End-tidal carbon dioxide (PETCO2) monitoring is recommended as a basic standard of care and is helpful in adjusting mechanical ventilation. Gas solubility changes with temperature, which might affect the PaCO2 and thereby the gradient between PaCO2 and PETCO2 (PA-ETCO2) under hypothermic conditions. We investigated whether the PA-ETCO2 changes during mild to moderate hypothermia (36 degrees C-32 degrees C) using PaCO2 measured at 37 degrees C (uncorrected PaCO2) and PaCO2 corrected to actual body temperature. We preoperatively investigated 19 patients. After anesthesia had been induced, controlled ventilation was established to maintain normocarbia using constant uncorrected PaCO2 to adjust ventilation (alpha-stat acid-base regimen). Body core temperature was reduced without surgical intervention to 32 degrees C by surface cooling. Continuous PETCO2 was monitored with a mainstream PETCO2 module. The PA-ETCO2 was calculated using the uncorrected and corrected PaCO2 values. During body temperature reduction from 36 degrees C to 32 degrees C, the gradient between PETCO2 and uncorrected PaCO2 increased 2.5-fold, from 4.1 +/- 3.7 to 10.4 +/- 3.8 mm Hg (P < 0.002). The PA-ETCO2 remained unchanged when the corrected PaCO2 was used for the calculation.

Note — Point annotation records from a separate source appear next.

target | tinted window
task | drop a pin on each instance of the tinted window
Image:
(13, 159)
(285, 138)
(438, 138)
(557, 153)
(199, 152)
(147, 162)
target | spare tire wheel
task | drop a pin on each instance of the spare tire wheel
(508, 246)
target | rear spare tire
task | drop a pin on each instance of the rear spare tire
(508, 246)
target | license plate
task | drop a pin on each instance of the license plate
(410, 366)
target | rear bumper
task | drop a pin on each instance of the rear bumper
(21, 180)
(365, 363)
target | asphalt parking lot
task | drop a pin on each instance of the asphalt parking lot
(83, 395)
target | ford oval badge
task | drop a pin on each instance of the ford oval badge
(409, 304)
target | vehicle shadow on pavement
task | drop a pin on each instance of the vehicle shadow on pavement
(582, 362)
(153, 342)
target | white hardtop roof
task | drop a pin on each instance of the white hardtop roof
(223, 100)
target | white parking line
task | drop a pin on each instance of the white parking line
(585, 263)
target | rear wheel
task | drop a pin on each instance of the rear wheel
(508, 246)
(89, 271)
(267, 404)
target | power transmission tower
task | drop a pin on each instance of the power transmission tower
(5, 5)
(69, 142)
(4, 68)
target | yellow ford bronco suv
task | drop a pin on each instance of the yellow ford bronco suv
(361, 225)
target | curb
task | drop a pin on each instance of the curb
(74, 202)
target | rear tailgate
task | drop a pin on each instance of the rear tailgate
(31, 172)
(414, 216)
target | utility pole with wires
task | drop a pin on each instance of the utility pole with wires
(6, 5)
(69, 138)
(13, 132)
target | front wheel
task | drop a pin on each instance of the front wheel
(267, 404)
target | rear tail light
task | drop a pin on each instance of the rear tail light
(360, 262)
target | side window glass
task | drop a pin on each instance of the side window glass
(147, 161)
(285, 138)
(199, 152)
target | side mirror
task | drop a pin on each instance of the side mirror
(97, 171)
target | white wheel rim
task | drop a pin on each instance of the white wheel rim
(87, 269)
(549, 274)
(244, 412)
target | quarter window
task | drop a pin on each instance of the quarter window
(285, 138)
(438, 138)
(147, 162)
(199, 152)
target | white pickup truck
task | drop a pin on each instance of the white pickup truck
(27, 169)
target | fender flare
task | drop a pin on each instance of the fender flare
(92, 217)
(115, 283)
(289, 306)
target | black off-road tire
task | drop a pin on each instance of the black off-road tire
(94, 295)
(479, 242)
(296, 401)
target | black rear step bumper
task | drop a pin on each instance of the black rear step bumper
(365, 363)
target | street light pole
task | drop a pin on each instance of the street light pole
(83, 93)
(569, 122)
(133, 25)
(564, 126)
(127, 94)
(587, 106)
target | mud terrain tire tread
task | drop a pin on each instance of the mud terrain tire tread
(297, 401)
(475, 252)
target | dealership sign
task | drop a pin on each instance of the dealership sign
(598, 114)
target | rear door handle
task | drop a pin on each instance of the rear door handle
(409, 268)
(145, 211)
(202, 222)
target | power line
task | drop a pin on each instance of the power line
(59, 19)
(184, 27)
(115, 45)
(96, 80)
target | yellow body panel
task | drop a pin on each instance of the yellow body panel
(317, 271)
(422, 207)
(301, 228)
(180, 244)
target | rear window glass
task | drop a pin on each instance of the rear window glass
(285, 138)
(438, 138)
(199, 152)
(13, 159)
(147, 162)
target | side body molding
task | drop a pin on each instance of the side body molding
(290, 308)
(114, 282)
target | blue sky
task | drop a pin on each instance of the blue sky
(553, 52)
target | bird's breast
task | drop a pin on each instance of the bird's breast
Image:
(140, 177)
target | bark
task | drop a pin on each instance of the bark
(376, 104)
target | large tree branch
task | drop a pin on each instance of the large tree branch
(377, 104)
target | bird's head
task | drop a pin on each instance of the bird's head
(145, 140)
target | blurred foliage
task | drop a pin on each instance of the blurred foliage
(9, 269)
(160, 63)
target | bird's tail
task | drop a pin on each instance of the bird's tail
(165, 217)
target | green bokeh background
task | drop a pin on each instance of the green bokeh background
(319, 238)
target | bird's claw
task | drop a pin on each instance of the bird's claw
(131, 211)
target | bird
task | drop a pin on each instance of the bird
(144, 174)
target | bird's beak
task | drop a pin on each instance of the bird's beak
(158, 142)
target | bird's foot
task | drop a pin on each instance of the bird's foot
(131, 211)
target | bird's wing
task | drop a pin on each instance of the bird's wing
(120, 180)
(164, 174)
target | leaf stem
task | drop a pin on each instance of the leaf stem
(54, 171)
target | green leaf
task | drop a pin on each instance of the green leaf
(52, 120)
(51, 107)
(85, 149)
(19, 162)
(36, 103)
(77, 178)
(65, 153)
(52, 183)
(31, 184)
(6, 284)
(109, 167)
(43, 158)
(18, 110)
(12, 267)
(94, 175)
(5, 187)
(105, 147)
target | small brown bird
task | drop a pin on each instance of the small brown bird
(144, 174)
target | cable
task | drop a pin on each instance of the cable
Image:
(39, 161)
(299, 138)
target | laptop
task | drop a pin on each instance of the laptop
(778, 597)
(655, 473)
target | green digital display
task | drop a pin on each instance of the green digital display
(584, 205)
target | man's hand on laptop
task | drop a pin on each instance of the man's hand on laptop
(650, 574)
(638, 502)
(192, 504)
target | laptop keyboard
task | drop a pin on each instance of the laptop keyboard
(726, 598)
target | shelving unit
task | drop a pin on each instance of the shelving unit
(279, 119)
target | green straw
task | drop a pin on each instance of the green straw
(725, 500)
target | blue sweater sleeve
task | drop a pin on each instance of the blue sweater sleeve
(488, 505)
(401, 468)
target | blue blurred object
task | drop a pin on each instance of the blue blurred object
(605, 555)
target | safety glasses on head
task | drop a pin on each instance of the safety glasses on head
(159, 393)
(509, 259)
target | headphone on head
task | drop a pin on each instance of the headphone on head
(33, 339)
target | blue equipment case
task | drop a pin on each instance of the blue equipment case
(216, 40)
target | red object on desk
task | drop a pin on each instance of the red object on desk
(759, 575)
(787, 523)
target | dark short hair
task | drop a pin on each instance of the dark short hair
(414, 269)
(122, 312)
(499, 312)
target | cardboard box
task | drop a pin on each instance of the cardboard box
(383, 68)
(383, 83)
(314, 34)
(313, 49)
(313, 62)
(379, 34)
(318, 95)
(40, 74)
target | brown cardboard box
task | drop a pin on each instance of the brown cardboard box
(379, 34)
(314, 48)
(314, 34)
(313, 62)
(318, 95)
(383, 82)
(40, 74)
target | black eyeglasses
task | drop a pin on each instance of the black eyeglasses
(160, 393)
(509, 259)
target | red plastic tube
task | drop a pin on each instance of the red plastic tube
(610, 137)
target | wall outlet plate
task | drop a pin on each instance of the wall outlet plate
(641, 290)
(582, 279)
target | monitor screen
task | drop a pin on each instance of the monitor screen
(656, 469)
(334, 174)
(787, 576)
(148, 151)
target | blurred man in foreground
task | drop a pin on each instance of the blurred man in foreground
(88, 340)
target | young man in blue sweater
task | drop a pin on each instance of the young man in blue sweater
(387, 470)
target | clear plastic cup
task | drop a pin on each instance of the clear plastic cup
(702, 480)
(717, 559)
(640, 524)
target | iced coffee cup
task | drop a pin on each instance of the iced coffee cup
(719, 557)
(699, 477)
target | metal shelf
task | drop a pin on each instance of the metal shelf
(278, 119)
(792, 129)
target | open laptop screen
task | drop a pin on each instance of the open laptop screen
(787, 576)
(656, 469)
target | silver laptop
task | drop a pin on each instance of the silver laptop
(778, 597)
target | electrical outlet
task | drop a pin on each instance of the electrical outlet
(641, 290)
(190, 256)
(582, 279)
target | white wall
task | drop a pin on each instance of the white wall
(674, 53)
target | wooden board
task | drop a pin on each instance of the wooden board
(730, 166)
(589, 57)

We conclude that when the alpha-stat acid-base regimen is used to adjust ventilation, the PA-ETCO2 calculated with the uncorrected PaCO2 increases and should be added to the differential diagnosis of widened PA-ETCO2. In contrast, when the corrected PaCO2 is used for the calculation of the PA-ETCO2, the PA-ETCO2 remains unaltered during hypothermia. ⋯ We investigated the impact of induced hypothermia (36 degrees C-32 degrees C) on the gradient between PaCO2 and PETCO2 (PA-ETCO2). The PA-ETCO2 increased 2.5-fold when CO2 determinations were not temperature-corrected. Hypothermia should be added to the differential diagnosis of an increased PA-ETCO2 when the alpha-stat acid-base regimen is used.